Initially, I did not think it would be possible to read and understand this work; I had read excerpts from it numerous times over the last several years and found it impenetrable. However, after purchasing the book and carefully reading Lingis' Introduction, it was much easier than I had thought. All in all, it took three month's of close and careful reading to complete, spending about one or two hours per day, usually first thing in the morning. I don't think this is the hardest work I read -- I failed miserably and eventually gave up on Deleuze's Difference and Repetition after about 140 pages -- but certainly it was the most profound, and disturbing.
Unlike Totality and Infinity, which dealt in depth with a number of different but related ideas, Otherwise Than Being (OB) is really much narrower in its scope. It deals specifically with subjectivity. Levinas uses an idiosyncratic terminology throughout this work. The word 'essence' in this work does not denote essence in the Aristotelian or the Husserlian sense. For Levinas it means simply 'being'. Another possible point of confusion is the word 'anarchy' which in OB does not have any political connotation; it means simply an-archic, or untimely, beyond time. The word 'interest' (or French, interesse) in OB means an inwardness of essence, the depth of the subject's inwardness in essence, or belongingness to being.

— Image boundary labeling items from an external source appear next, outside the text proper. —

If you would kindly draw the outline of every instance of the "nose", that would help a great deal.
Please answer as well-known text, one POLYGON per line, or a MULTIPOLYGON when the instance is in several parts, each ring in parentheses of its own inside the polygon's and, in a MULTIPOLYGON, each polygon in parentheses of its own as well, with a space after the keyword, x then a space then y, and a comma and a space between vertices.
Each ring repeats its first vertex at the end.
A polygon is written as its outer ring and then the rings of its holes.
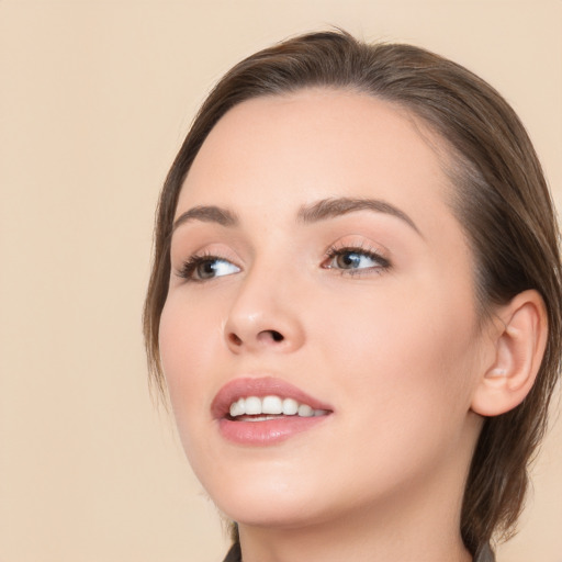
POLYGON ((240 283, 224 336, 234 353, 292 352, 304 344, 302 310, 294 283, 272 271, 254 270, 240 283))

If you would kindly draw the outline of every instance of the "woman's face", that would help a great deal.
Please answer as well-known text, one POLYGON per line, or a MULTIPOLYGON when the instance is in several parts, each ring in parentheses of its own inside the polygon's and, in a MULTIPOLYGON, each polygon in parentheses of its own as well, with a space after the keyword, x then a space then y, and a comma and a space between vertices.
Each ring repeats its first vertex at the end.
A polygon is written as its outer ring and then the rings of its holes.
POLYGON ((160 351, 189 460, 240 524, 459 501, 484 338, 436 145, 308 90, 234 108, 195 158, 160 351))

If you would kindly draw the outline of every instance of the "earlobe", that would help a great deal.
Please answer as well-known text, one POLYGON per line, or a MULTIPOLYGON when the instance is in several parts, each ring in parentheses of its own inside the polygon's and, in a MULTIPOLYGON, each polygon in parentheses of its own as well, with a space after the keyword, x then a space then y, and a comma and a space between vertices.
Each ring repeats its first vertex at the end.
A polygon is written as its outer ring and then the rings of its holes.
POLYGON ((498 416, 518 406, 531 390, 547 346, 544 302, 524 291, 498 311, 493 361, 477 381, 472 411, 498 416))

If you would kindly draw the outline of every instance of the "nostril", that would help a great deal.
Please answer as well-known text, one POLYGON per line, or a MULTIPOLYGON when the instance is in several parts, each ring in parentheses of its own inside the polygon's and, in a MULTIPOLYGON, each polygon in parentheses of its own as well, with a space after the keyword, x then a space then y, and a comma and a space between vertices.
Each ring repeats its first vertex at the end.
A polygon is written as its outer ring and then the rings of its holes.
POLYGON ((228 339, 235 346, 241 346, 241 339, 236 334, 229 334, 228 339))
POLYGON ((271 337, 273 338, 273 341, 283 341, 284 339, 283 335, 274 329, 271 330, 271 337))

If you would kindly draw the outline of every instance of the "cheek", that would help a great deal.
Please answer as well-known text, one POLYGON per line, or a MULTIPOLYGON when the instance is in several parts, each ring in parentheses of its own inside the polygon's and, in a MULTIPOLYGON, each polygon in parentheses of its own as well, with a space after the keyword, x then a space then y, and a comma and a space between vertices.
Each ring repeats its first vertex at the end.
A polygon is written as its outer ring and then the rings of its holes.
POLYGON ((460 414, 470 404, 475 347, 470 299, 425 289, 338 306, 353 315, 334 314, 326 328, 331 335, 324 352, 349 373, 344 387, 350 394, 362 389, 391 415, 413 407, 460 414))
POLYGON ((188 414, 199 413, 205 406, 209 366, 222 337, 221 325, 221 316, 212 305, 206 305, 202 314, 193 299, 188 301, 181 294, 172 293, 164 306, 160 359, 180 431, 189 422, 188 414))

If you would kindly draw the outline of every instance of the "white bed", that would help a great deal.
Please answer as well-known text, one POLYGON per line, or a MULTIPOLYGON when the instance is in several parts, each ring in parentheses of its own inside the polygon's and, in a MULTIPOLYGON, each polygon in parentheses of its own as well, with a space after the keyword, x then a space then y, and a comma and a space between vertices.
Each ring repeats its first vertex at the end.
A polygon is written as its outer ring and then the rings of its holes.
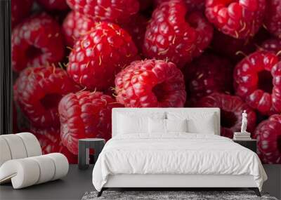
POLYGON ((108 187, 249 187, 260 195, 267 176, 258 156, 219 136, 219 119, 218 108, 113 109, 112 138, 93 171, 98 196, 108 187), (120 133, 120 126, 133 128, 129 118, 120 121, 124 116, 145 119, 155 115, 196 120, 188 126, 194 126, 193 133, 143 133, 141 123, 134 133, 120 133), (213 116, 211 123, 205 119, 208 116, 213 116))

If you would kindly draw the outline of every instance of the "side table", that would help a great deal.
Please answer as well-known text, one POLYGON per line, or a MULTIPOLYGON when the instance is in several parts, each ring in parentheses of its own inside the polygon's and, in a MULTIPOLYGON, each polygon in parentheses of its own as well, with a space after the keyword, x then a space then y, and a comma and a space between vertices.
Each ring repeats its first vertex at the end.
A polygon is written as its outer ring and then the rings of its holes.
POLYGON ((249 140, 233 140, 233 142, 238 143, 239 145, 252 150, 254 152, 256 153, 256 140, 249 139, 249 140))
POLYGON ((101 152, 105 140, 101 138, 85 138, 78 141, 78 168, 86 169, 89 166, 89 149, 94 149, 94 164, 101 152))

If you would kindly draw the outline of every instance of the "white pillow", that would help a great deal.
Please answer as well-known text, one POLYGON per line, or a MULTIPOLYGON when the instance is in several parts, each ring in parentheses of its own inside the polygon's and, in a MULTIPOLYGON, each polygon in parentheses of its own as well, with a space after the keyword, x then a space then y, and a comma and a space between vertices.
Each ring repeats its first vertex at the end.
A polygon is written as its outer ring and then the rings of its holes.
POLYGON ((192 133, 216 134, 216 124, 214 114, 206 116, 200 119, 190 119, 188 120, 188 132, 192 133))
POLYGON ((117 112, 117 133, 148 133, 148 117, 152 119, 165 119, 166 112, 117 112))
POLYGON ((166 119, 148 118, 148 132, 150 133, 165 133, 166 119))
POLYGON ((148 118, 145 116, 130 116, 119 114, 117 133, 130 134, 133 133, 148 133, 148 118))
POLYGON ((218 132, 217 119, 214 113, 169 112, 168 119, 188 120, 188 132, 192 133, 216 134, 218 132))
POLYGON ((166 119, 167 132, 188 132, 188 120, 185 119, 166 119))

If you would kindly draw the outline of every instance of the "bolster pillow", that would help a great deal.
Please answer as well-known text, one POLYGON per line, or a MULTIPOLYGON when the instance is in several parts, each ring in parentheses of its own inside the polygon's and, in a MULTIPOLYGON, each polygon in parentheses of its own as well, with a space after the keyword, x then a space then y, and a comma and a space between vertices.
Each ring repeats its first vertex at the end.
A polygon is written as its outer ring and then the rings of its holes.
POLYGON ((30 133, 0 135, 0 166, 11 159, 42 154, 39 142, 30 133))
POLYGON ((65 155, 52 153, 43 156, 9 160, 0 167, 0 183, 11 180, 14 189, 59 179, 67 174, 65 155))

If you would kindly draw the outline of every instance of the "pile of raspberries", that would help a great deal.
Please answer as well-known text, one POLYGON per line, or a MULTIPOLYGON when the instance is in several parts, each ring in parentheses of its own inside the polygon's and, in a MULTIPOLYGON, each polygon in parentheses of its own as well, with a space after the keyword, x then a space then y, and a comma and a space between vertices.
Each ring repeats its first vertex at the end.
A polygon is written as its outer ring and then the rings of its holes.
POLYGON ((15 130, 77 162, 111 138, 114 107, 243 110, 265 164, 281 164, 281 1, 13 0, 15 130))

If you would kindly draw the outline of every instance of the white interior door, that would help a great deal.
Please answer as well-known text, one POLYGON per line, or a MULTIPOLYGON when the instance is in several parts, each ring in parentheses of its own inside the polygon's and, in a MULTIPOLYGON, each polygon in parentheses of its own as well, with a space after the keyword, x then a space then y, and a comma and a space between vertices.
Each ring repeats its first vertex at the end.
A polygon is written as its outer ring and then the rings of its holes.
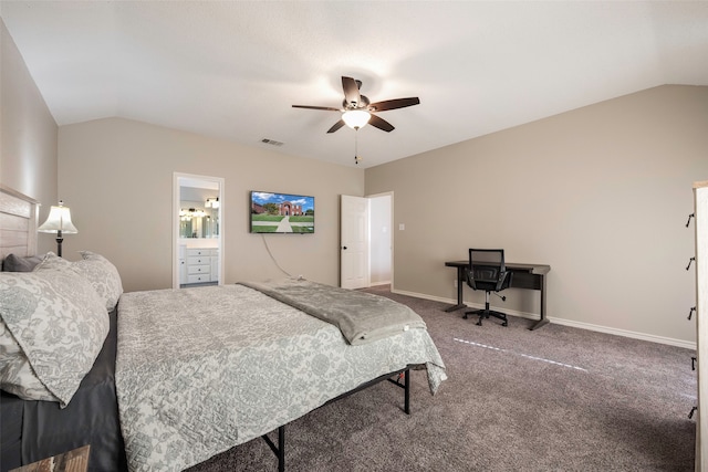
POLYGON ((340 237, 340 284, 343 289, 369 285, 368 199, 342 196, 340 237))

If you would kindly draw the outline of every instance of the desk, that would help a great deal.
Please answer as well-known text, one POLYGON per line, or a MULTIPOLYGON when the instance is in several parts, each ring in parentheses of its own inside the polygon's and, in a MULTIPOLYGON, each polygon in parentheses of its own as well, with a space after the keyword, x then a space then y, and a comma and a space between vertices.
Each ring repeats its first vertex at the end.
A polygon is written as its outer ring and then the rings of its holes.
MULTIPOLYGON (((454 312, 456 310, 465 308, 467 305, 462 303, 462 287, 467 284, 465 279, 465 269, 469 268, 469 261, 450 261, 446 262, 447 268, 457 268, 457 305, 452 305, 446 308, 446 312, 454 312)), ((537 322, 531 329, 538 329, 543 325, 549 324, 549 319, 545 317, 545 274, 551 270, 550 265, 545 264, 518 264, 513 262, 507 262, 504 264, 508 271, 513 272, 511 279, 511 289, 528 289, 541 291, 541 319, 537 322)))

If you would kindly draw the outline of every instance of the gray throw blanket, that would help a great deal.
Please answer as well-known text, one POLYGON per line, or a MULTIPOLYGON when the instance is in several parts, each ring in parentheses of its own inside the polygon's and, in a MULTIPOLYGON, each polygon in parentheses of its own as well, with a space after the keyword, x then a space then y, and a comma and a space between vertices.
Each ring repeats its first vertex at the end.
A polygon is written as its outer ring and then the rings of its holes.
POLYGON ((351 345, 372 343, 408 329, 426 329, 416 312, 384 296, 305 280, 240 284, 337 326, 351 345))

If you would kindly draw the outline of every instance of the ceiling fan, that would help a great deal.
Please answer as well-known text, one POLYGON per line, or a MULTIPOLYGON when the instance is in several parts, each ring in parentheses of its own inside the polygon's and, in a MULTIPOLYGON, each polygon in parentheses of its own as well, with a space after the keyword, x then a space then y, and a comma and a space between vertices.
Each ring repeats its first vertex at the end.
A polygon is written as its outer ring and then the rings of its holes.
POLYGON ((342 118, 336 122, 327 133, 334 133, 342 126, 347 125, 353 129, 358 129, 369 123, 372 126, 383 129, 386 133, 393 132, 394 126, 383 118, 374 115, 377 112, 387 109, 405 108, 406 106, 418 105, 420 99, 417 96, 408 98, 385 99, 383 102, 371 103, 369 99, 360 93, 362 81, 342 76, 342 88, 344 90, 344 101, 341 108, 329 106, 293 105, 293 108, 324 109, 329 112, 340 112, 342 118))

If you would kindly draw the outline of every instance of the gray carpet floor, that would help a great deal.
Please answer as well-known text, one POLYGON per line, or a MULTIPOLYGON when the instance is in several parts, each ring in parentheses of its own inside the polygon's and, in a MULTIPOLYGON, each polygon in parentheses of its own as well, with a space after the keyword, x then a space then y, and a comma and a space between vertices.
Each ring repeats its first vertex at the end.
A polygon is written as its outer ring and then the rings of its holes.
MULTIPOLYGON (((531 332, 513 316, 477 326, 439 302, 369 291, 425 319, 449 379, 431 396, 413 373, 410 416, 403 390, 382 382, 291 422, 288 471, 694 470, 695 352, 554 324, 531 332)), ((262 439, 190 469, 275 470, 262 439)))

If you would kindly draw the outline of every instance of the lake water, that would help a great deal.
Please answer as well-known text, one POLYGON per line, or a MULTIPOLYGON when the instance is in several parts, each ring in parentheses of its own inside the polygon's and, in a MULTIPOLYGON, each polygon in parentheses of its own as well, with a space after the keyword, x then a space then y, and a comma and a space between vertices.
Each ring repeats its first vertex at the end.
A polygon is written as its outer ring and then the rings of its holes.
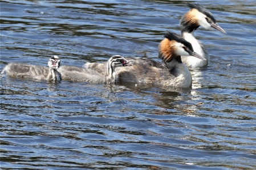
MULTIPOLYGON (((190 89, 1 80, 3 169, 255 169, 256 1, 197 1, 227 32, 200 27, 209 67, 190 89)), ((1 1, 1 63, 82 66, 157 59, 185 1, 1 1)))

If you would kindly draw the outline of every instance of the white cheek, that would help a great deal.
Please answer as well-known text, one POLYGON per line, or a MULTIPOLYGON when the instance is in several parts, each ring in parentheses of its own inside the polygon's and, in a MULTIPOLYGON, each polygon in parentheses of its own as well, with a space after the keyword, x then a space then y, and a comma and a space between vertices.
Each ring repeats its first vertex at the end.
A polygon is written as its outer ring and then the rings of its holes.
POLYGON ((189 54, 183 49, 182 46, 183 45, 181 43, 177 44, 176 53, 179 56, 189 56, 189 54))
POLYGON ((210 29, 211 28, 210 24, 206 21, 205 18, 206 16, 202 13, 200 13, 198 16, 198 23, 206 29, 210 29))

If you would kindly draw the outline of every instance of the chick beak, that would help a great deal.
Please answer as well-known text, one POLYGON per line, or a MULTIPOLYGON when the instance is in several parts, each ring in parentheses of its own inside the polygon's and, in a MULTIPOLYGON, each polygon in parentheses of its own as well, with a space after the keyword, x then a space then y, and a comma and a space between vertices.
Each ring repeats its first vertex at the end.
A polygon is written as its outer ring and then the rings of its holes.
POLYGON ((60 65, 59 63, 59 62, 54 62, 52 67, 54 69, 57 70, 59 68, 60 65))
POLYGON ((210 24, 211 27, 213 27, 214 29, 216 29, 217 30, 219 30, 220 31, 222 32, 223 33, 227 34, 226 31, 224 31, 224 30, 222 29, 217 23, 212 23, 210 24))
POLYGON ((203 60, 206 60, 205 58, 202 57, 201 55, 197 53, 196 52, 192 51, 188 51, 188 53, 192 56, 196 57, 197 58, 198 58, 199 59, 203 60))
POLYGON ((128 62, 127 61, 124 60, 123 61, 123 66, 125 67, 125 66, 132 66, 132 63, 131 62, 128 62))

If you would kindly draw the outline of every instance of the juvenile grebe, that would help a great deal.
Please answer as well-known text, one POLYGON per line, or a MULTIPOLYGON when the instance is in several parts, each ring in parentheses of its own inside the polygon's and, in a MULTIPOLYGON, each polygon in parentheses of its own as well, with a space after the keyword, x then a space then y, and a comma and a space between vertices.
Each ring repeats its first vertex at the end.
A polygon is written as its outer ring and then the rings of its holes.
POLYGON ((191 9, 180 20, 180 28, 182 38, 192 44, 194 51, 202 56, 206 60, 200 60, 193 56, 181 56, 181 60, 188 67, 202 67, 208 65, 209 56, 206 48, 197 40, 194 32, 200 26, 206 29, 214 28, 226 33, 217 23, 213 14, 199 4, 188 3, 191 9))
MULTIPOLYGON (((202 56, 194 52, 192 45, 175 33, 167 32, 160 44, 159 57, 165 64, 149 59, 129 59, 133 65, 116 72, 120 81, 134 83, 149 83, 166 87, 190 88, 192 78, 187 67, 181 61, 181 56, 193 56, 202 60, 202 56)), ((105 74, 106 64, 87 63, 88 70, 105 74)))
POLYGON ((131 63, 128 62, 122 56, 115 55, 110 57, 107 62, 107 67, 104 71, 107 73, 105 75, 91 69, 68 65, 60 67, 59 71, 63 80, 111 84, 118 81, 118 76, 115 71, 116 68, 132 65, 131 63))
POLYGON ((48 66, 36 65, 24 63, 11 63, 3 69, 1 73, 21 78, 60 81, 61 76, 57 69, 60 65, 60 59, 52 56, 48 61, 48 66))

There are some rather extraordinary claims in this work: Most importantly the claim that subjectivity itself is constituted by the exposure to the other in proximity. An even more extraordinary claim is that coherent rational discourse dissimulates transcendence, and "owe[s] its coherence to the State, which violently excludes subversive discourse" (p. 170). The work is extremely unsettling in this regard, for the anarchy of responsibility for the other is not to be confused with some project or intention willingly taken up by the subject. It is a hostage situation that is entirely passive, "an anachronous birth" in me, which I cannot except myself from. Over and over throughout the text this point is belabored: that this is not, not, not to be confused with self-sacrifice or being a do-gooder or asceticism. It is a phenomenological description of how subjectivity is constituted.
Whether one in the end accepts Levinas' claims in this work, or brushes it off as nonsense, one will have to face the question of whether the Otherwise than Being is true. For Levinas, there two (several) truths: there is the beyond essence, and there is essence, just as there are two times, the past that was never present, and the present. This work is profoundly disturbing because it is claimed that there is no escape from the Good beyond being; dismissing the book as nonsense does not exempt you from the anarchy of responsibility.